Karte des antiken Makedonien. Quelle: Wikipedia.

Es war deshalb in der antiken Welt umstritten, ob die Makedonen überhaupt an den Olympischen Spielen teilnehmen durften. Die standen ja traditionell nur den echten Hellenen offen. Schon Alexander I., König der Makedonen von 498-454, durfte – wie uns Herodot V, 22 berichtet – nicht ohne Diskussion bei den Olympischen Spielen antreten. Er mußte seine griechische Herkunft beweisen, was ihm gelang, indem er den Namen seines Geschlechtes, der Argeaden, mit einer Herkunft von Argos begründete.
Ein umstrittener griechischer Stammbaum für einen Herrscher in einem halb barbarischen Land, damit kann man gut leben, wenn man genug Gold- und Silberminen besitzt und brav daheim bleibt. Wenn man aber – wie Philippos II. es tat – antritt, um die Hegemonie über alle Griechen zu erringen, dann ist so etwas ein echtes Problem.

Porträt Philipps II. von Makedonien. Ny Carlsberg Glyptothek. Foto: Gunnar Bach Pedersen / Wikipedia.

Dabei bemühte sich Philippos wirklich, griechische Kultur in seinem Land zu verbreiten. Er eroberte eine griechische Stadt nach der anderen und hatte einen guten Kontakt zur delphischen Pythia angeknüpft. So propagierte er sich sogar als ihren Verteidiger, als er im Jahre 352 gegen die Phoker kämpfte, die den Tempelschatz von Delphi geplündert hatten, um genug Geld für Söldner zu erhalten. Daß es bei diesem Kampf so ganz nebenbei auch um die Vorherrschaft in Mittelgriechenland ging, das verschwieg Philippos lieber geflissentlich.
Bei seinen Bemühungen um eine Vormachtstellung in Griechenland setzte Philippos nicht nur Waffen und Diplomatie ein, sondern – genau wie einstmals die Perser – sein Geld. Die makedonischen und thrakischen Stämme hatten schon immer über reiche Silbervorkommen verfügt. Zusätzlich erhielt Philippos mit der Eroberung des gegenüber der Insel Thasos am Festland gelegenen Pangeion-Gebirges eine schier unerschöpflich scheinende Goldquelle. Die sollte natürlich gleich in die griechischen Städte weiter fließen, um die Politik des Makedonenkönigs zu unterstützen. Selbstverständlich wollte sich Philippos auf seinen Münzen ins beste Licht stellen, und so wählte er neue Bilder, die zwei Dinge betonten: Zum einen, daß die Götter ihn begünstigten; zum anderen, daß er sicher und ganz klar zu den Griechen gehörte.

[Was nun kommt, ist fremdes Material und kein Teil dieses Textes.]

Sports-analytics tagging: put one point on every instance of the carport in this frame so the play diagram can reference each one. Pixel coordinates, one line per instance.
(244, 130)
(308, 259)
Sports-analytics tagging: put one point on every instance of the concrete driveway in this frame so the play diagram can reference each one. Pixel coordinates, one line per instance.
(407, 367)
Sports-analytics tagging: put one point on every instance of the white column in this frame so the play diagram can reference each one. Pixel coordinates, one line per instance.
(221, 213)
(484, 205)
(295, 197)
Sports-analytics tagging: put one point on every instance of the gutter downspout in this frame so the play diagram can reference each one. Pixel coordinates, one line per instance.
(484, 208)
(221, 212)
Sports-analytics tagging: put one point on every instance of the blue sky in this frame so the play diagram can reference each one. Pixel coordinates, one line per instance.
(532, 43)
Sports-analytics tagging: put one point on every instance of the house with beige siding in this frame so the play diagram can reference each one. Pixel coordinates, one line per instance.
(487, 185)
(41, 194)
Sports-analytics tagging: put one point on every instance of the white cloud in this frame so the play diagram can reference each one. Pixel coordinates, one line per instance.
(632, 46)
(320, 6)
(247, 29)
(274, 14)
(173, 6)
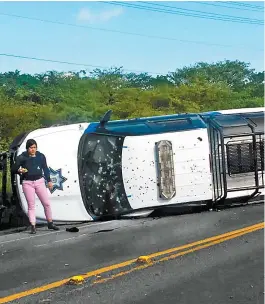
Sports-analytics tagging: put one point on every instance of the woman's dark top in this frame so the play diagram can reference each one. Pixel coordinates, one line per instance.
(36, 166)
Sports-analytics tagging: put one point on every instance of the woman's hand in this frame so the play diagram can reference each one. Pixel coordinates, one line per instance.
(50, 185)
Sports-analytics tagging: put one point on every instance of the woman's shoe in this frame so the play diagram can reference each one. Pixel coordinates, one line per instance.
(52, 226)
(33, 229)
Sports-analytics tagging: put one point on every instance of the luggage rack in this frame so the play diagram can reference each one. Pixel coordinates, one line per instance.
(237, 149)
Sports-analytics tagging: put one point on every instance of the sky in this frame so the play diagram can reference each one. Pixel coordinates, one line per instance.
(93, 43)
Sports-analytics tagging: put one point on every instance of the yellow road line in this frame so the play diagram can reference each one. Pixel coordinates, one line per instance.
(214, 240)
(173, 256)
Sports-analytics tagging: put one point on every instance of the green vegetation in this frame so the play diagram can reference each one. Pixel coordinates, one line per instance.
(32, 101)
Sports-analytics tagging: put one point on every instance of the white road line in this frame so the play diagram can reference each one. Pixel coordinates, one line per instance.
(29, 237)
(49, 233)
(75, 237)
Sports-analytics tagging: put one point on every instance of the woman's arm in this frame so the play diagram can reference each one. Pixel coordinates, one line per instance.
(16, 165)
(45, 169)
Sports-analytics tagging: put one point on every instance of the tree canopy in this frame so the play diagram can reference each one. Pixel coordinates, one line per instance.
(40, 100)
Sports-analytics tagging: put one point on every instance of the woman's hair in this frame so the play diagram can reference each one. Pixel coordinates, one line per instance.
(30, 142)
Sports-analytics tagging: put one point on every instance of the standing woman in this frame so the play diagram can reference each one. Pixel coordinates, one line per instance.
(30, 165)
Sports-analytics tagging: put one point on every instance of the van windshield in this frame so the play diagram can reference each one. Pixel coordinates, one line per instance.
(100, 174)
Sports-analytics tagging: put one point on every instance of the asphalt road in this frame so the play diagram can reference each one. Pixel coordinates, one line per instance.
(224, 271)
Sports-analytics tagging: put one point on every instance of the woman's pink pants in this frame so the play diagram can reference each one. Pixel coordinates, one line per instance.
(38, 187)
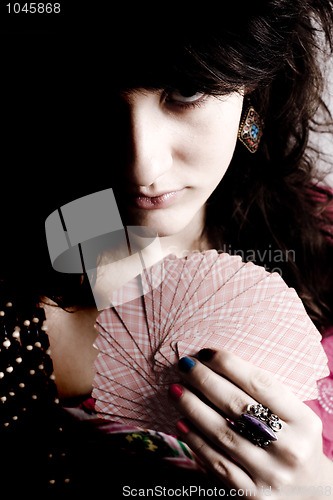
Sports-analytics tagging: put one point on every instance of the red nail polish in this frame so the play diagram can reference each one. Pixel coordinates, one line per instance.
(175, 391)
(182, 427)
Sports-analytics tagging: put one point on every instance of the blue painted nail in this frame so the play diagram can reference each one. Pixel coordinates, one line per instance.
(186, 364)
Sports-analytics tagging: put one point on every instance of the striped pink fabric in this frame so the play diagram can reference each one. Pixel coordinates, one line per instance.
(205, 300)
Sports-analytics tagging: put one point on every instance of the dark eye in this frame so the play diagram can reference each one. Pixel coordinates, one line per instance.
(184, 97)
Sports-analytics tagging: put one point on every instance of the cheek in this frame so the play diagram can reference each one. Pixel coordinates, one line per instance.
(209, 142)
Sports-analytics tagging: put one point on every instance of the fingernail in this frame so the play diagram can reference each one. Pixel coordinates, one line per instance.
(175, 391)
(206, 354)
(182, 427)
(186, 364)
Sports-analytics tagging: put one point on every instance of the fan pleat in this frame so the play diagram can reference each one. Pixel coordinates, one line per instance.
(208, 299)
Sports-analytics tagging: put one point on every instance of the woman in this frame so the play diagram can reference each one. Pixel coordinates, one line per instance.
(178, 98)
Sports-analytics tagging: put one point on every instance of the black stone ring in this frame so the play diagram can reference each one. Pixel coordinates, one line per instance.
(259, 425)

Tetradrachme Philipps II., geprägt nach seinem Tod ca. 315/4 – 295/4 v. Chr. in Amphipolis. Aus Auktion Gorny & Mosch 146 (2006), 162.

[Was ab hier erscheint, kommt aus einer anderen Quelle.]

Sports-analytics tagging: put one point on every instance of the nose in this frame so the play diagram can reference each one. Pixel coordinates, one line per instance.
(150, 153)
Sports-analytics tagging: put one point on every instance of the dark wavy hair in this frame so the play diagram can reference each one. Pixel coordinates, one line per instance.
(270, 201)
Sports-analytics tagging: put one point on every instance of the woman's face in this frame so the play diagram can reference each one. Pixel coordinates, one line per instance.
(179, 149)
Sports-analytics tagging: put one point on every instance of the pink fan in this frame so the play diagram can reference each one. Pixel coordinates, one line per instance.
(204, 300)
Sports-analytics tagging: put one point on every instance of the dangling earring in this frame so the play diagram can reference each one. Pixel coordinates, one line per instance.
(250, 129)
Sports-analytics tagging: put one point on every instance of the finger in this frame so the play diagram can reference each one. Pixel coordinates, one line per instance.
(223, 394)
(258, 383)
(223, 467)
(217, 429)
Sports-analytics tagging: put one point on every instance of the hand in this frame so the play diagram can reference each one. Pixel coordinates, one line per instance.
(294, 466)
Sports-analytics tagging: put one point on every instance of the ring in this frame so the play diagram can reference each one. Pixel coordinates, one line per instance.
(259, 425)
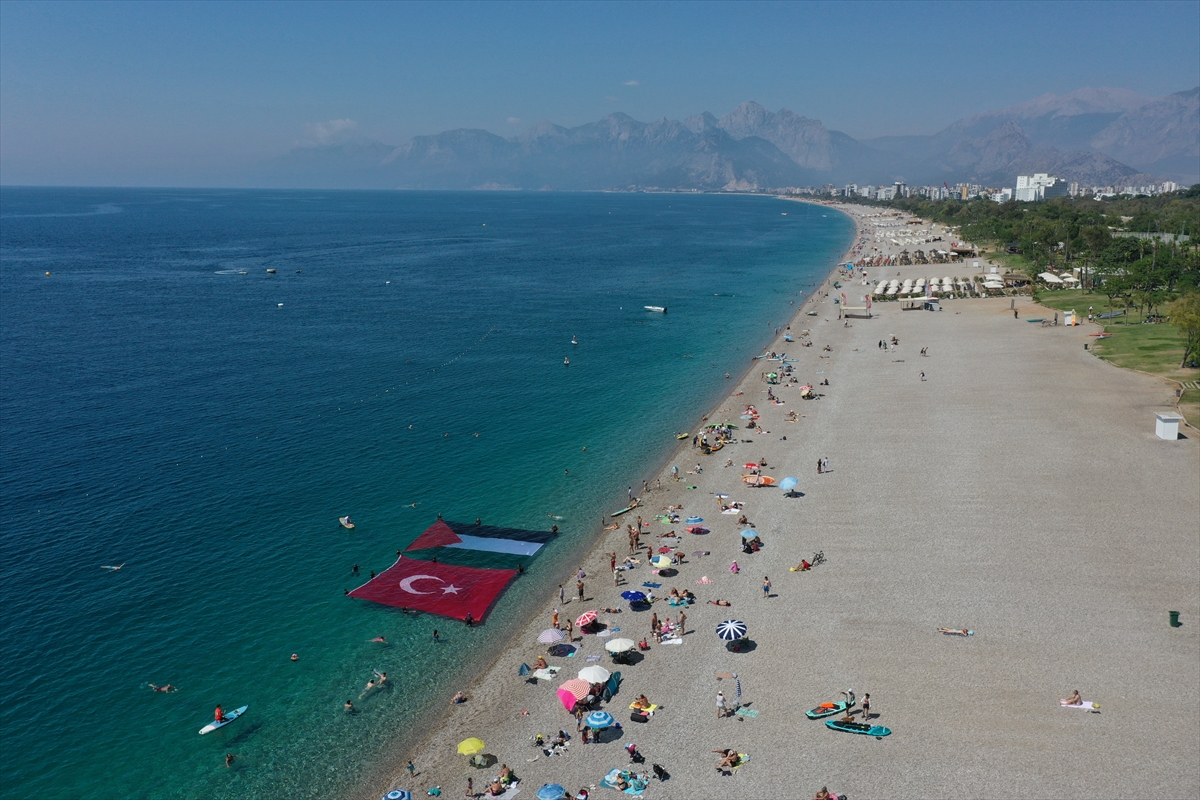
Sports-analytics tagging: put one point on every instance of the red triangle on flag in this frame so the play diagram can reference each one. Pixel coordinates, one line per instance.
(442, 589)
(436, 535)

Die neuen Tetradrachmen, die erstmals in den Jahren 348/47 herausgegeben wurden, zeigten – wie bisher – auf der Vorderseite Zeus, zu dem die Makedonen ein ganz besonders enges Verhältnis hatten. Er galt als Vater des namensgebenden Gründerheros, Makedonos. Auch das Aussehen des Zeus auf diesen Münzen war Programm. Wir erblicken einen väterlichen Mann mittleren Alters mit halblangem Haupthaar und Bart. Auf dem Kopf trägt er den Lorbeerkranz, der in Olympia den Siegern verliehen wurde. Nicht nur der Lorbeerkranz weist auf Olympia, die ganze Erscheinung erinnert an das Standbild, das Phidias für Olympia geschaffen hatte.
Und auch die Rückseite bezieht sich auf dieses Zentrum der Griechen. Wir sehen einen jugendlichen Reiter, der sein Pferd im Schritt führt und zum Zeichen seines Sieges einen langen Palmzweig in der Hand hält. Damit erinnert diese Münze an den Olympiasieg, den Philippos im Jahr 356 errang. Plutarch, Alex. 3, berichtet, daß der Makedonenkönig drei für ihn bedeutende Nachrichten zur gleichen Zeit erhielt: Parmenion habe über die Illyrer gesiegt, sein Pferd sei in Olympia Sieger geworden und ihm sei ein Sohn geboren worden, der spätere Alexander. Nur der Sieg in Olympia war Philippos dabei wichtig genug, um ihn auf seiner Münze darzustellen. Natürlich war der König dabei nicht selbst beim Rennen mitgeritten, ein professioneller Reiter hatte das Pferd zum Triumph geführt. Trotzdem fiel der Ruhm des Sieges allein auf Philippos.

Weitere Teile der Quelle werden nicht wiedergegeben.